SWEDEN – Swedish financial services provider SEB has secured several new institutional mandates and achieved “greater market clout” in Germany, its interim report released today revealed.
The combination of SEB ImmoInvest in Germany with the current asset management operation underpins the rise.
SEB gained SEK6bn (€629m) in new assets following the new co-operation between SEB Trygg Liv and SalusAnsver. These will be transferred to SEB Asset Management in October.
SEB president Lars Thunell labelled the third quarter as “best quarterly result to date” with assets under management at a record high of SEK1.062bn and a net profit of just over SEK2.2bn (€230m).
Operating profit rose by 32% to just over SEK3bn (€316m) compared to the same time last year.

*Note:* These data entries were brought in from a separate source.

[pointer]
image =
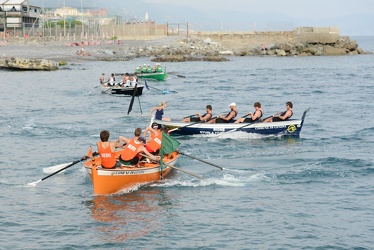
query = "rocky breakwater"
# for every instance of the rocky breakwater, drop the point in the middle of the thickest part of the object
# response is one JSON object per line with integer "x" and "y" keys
{"x": 177, "y": 50}
{"x": 342, "y": 46}
{"x": 27, "y": 64}
{"x": 210, "y": 49}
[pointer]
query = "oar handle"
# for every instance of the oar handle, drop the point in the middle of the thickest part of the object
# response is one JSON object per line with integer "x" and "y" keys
{"x": 193, "y": 157}
{"x": 192, "y": 123}
{"x": 171, "y": 166}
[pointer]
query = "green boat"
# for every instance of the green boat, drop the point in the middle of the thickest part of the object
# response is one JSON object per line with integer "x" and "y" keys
{"x": 157, "y": 72}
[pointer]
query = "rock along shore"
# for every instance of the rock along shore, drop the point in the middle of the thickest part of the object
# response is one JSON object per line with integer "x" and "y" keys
{"x": 44, "y": 55}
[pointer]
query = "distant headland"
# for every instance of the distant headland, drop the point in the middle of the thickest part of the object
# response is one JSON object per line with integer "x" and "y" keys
{"x": 194, "y": 46}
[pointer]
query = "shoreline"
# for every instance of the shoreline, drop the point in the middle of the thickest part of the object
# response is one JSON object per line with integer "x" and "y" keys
{"x": 170, "y": 48}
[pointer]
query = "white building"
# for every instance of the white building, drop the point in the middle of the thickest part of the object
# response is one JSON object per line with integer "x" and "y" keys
{"x": 17, "y": 14}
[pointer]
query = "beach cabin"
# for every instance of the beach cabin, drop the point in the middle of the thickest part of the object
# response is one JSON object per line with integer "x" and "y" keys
{"x": 16, "y": 15}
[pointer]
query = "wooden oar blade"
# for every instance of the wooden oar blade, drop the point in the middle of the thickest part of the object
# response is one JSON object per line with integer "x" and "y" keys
{"x": 49, "y": 170}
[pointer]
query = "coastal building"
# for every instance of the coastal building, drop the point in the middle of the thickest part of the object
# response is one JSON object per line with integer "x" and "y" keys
{"x": 16, "y": 15}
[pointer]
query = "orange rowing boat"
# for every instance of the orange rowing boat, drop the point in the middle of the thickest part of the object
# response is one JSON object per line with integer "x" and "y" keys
{"x": 111, "y": 181}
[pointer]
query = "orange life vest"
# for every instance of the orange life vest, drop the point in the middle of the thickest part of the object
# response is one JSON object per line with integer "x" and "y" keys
{"x": 155, "y": 143}
{"x": 108, "y": 159}
{"x": 131, "y": 150}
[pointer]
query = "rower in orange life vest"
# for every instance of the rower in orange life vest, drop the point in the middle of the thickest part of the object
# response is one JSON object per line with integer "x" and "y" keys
{"x": 133, "y": 149}
{"x": 106, "y": 150}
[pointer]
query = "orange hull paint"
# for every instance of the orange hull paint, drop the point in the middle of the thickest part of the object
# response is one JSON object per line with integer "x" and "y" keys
{"x": 110, "y": 181}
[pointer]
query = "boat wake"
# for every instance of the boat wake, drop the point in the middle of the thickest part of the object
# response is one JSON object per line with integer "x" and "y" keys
{"x": 236, "y": 178}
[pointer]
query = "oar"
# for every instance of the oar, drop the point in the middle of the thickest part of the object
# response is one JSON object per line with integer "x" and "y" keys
{"x": 175, "y": 74}
{"x": 171, "y": 166}
{"x": 58, "y": 171}
{"x": 163, "y": 91}
{"x": 188, "y": 116}
{"x": 190, "y": 124}
{"x": 246, "y": 125}
{"x": 193, "y": 157}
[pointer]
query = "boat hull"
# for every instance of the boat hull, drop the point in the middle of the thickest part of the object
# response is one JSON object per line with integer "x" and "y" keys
{"x": 122, "y": 91}
{"x": 111, "y": 181}
{"x": 291, "y": 127}
{"x": 159, "y": 76}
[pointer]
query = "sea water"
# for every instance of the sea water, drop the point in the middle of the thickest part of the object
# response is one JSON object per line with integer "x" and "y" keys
{"x": 311, "y": 192}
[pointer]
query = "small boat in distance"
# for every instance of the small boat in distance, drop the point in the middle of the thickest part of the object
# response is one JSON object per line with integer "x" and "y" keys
{"x": 118, "y": 90}
{"x": 156, "y": 73}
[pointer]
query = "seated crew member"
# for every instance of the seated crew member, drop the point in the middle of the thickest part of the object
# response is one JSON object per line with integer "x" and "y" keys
{"x": 255, "y": 117}
{"x": 106, "y": 150}
{"x": 102, "y": 78}
{"x": 227, "y": 118}
{"x": 199, "y": 117}
{"x": 160, "y": 112}
{"x": 153, "y": 143}
{"x": 282, "y": 116}
{"x": 134, "y": 147}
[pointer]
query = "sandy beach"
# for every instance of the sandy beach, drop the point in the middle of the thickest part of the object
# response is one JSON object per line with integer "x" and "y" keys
{"x": 60, "y": 51}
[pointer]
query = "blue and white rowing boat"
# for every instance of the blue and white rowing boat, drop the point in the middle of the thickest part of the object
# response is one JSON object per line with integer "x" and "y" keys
{"x": 290, "y": 127}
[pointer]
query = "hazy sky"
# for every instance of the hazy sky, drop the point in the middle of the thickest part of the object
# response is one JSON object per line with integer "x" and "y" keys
{"x": 351, "y": 16}
{"x": 293, "y": 8}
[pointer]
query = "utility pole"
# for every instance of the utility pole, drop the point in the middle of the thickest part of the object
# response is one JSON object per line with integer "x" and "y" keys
{"x": 64, "y": 20}
{"x": 82, "y": 18}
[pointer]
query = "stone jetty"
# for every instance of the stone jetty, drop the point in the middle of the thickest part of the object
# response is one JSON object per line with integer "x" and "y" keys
{"x": 27, "y": 64}
{"x": 200, "y": 46}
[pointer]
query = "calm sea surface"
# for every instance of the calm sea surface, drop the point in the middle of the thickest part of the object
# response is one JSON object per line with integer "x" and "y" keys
{"x": 311, "y": 192}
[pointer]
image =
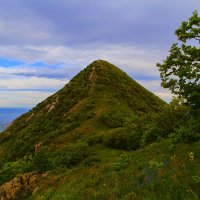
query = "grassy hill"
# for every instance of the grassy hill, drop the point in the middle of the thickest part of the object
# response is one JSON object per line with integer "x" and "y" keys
{"x": 103, "y": 136}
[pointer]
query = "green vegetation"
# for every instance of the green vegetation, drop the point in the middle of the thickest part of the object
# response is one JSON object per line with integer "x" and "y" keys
{"x": 180, "y": 71}
{"x": 103, "y": 136}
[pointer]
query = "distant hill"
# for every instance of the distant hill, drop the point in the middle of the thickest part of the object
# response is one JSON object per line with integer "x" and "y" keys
{"x": 100, "y": 89}
{"x": 7, "y": 115}
{"x": 102, "y": 136}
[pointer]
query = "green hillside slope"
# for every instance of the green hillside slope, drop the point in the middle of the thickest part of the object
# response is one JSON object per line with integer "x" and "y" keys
{"x": 103, "y": 136}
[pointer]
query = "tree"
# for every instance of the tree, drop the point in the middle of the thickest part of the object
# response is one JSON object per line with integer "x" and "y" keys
{"x": 180, "y": 71}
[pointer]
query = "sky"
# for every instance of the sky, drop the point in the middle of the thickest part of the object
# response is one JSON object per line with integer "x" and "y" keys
{"x": 43, "y": 44}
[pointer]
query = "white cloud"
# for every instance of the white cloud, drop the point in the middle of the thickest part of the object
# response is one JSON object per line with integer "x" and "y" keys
{"x": 30, "y": 83}
{"x": 22, "y": 99}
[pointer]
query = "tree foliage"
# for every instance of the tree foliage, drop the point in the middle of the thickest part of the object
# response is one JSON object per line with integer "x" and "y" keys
{"x": 180, "y": 71}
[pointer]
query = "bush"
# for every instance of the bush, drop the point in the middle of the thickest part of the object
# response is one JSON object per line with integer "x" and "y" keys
{"x": 123, "y": 139}
{"x": 121, "y": 162}
{"x": 41, "y": 160}
{"x": 113, "y": 119}
{"x": 183, "y": 134}
{"x": 151, "y": 135}
{"x": 70, "y": 156}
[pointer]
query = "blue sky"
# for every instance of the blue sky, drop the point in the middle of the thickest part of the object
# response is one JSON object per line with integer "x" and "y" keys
{"x": 45, "y": 43}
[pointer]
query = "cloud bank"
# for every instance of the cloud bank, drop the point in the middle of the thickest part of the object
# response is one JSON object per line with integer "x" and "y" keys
{"x": 45, "y": 43}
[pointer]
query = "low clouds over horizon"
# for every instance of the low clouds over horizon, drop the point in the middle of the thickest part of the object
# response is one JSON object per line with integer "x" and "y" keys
{"x": 44, "y": 44}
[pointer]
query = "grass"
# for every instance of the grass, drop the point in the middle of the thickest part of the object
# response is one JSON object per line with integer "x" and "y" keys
{"x": 154, "y": 172}
{"x": 85, "y": 129}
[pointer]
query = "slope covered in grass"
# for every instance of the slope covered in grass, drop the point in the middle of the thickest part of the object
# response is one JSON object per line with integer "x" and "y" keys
{"x": 102, "y": 136}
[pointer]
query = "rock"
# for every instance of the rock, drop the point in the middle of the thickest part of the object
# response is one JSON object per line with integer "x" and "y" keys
{"x": 38, "y": 146}
{"x": 26, "y": 183}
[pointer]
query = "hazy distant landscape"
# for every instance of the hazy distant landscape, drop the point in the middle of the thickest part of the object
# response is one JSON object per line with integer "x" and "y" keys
{"x": 7, "y": 115}
{"x": 99, "y": 100}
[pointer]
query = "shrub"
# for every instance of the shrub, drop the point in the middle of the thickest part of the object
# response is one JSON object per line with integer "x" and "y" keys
{"x": 151, "y": 135}
{"x": 70, "y": 156}
{"x": 113, "y": 119}
{"x": 183, "y": 134}
{"x": 41, "y": 160}
{"x": 121, "y": 162}
{"x": 123, "y": 139}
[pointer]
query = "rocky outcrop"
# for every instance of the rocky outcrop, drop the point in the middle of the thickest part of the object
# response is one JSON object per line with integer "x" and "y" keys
{"x": 24, "y": 184}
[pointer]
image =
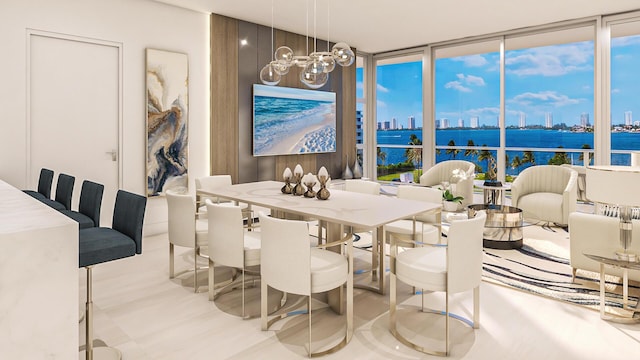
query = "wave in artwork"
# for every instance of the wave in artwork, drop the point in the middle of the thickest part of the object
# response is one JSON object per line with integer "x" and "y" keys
{"x": 293, "y": 121}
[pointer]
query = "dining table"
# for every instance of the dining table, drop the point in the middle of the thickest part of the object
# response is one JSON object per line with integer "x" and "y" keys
{"x": 341, "y": 211}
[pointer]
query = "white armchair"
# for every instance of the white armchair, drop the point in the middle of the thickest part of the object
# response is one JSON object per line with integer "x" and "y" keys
{"x": 546, "y": 192}
{"x": 598, "y": 234}
{"x": 443, "y": 171}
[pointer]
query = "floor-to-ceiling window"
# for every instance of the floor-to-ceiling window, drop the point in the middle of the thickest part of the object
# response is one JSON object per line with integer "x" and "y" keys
{"x": 549, "y": 98}
{"x": 625, "y": 90}
{"x": 399, "y": 117}
{"x": 467, "y": 104}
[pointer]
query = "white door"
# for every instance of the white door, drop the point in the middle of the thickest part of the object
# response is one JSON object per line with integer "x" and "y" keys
{"x": 74, "y": 112}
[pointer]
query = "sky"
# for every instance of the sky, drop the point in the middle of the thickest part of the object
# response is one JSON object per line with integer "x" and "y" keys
{"x": 556, "y": 79}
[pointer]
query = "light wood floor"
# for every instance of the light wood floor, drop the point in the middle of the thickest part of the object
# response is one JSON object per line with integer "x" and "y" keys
{"x": 143, "y": 313}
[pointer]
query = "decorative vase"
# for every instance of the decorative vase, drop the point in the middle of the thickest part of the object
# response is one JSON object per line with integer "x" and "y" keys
{"x": 286, "y": 176}
{"x": 357, "y": 170}
{"x": 323, "y": 177}
{"x": 298, "y": 189}
{"x": 450, "y": 206}
{"x": 309, "y": 181}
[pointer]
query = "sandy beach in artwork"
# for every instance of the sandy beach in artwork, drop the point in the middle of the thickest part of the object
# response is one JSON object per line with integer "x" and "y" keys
{"x": 320, "y": 138}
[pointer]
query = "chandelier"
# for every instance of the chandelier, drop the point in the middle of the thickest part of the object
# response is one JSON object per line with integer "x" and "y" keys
{"x": 315, "y": 67}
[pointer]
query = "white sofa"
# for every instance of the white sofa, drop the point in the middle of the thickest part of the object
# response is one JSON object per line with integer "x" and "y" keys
{"x": 443, "y": 171}
{"x": 592, "y": 233}
{"x": 546, "y": 192}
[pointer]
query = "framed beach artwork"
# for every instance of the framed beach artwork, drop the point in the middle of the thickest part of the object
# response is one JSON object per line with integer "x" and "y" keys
{"x": 167, "y": 121}
{"x": 293, "y": 121}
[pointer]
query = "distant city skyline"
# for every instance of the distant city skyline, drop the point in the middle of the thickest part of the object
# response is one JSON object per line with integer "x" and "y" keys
{"x": 550, "y": 83}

Total assets under management, including third party mutual funds, hit SEK749bn – up 4%. While equities climbed from 37% to 42%, fixed income dipped from 56% to 51%.
Total mutual funds increased, representing 42% of total assets under management or SEK313bn, of which SEK224bn was in Sweden.
“Robust financial markets, strong sales and volume growth have contributed to a result exceeding SEK3bn,” said Thunell.
“Eight years ago we initiated the transformation from a Swedish to a leading North-European bank. The diversified platform poses attractive business opportunities and challenges for SEB with the new CEO Annika Falkengren.”